Marian McGlinchey has been given a suspended jail sentence for aiding and abetting terrorism at an Easter commemoration rally in Derry over three years ago.
In November, McGlinchey, from Stockman’s Avenue in West Belfast – also known as Marian Price – pleaded guilty to aiding and abetting, counselling and procuring the address made to encourage support for the Real IRA at an Easter Rising commeoration rally in Derry City Cemetery on April 25, 2011.
The charge followed her appearance at the rally at which she was pictured holding a piece of paper for a masked man who issued threats against police officers during his address.
She also admitted to supplying a mobile phone linked to a Real IRA attack on Massereene Barracks in Antrim in which two British soldiers, Mark Quinsey and Patrick Azimkar, were shot dead in 2009.
She had been on bail since then awaiting sentencing.
At Belfast Crown Court today, she was given a nine month sentence on the Derry charge and a 12 month jail term on the Massereene charge. Both sentences are to run concurrently and were suspended for three years.
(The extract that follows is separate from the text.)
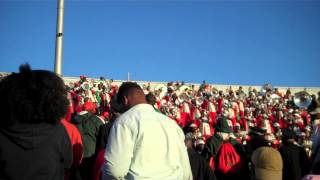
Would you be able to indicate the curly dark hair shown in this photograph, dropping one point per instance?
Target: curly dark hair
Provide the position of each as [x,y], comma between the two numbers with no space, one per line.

Passing sentence, Judge Kerr said although the 59-year-old had served a previous “significant” prison sentence – she was one of eight IRA members jailed for the 1973 bombing of the Old Bailey criminal court in London in which one person was killed and over 200 injured – the risk of McGlinchey reoffending was low as her health was “poor and deteriorating” and she faced a significant risk of severe depression if returned to prison.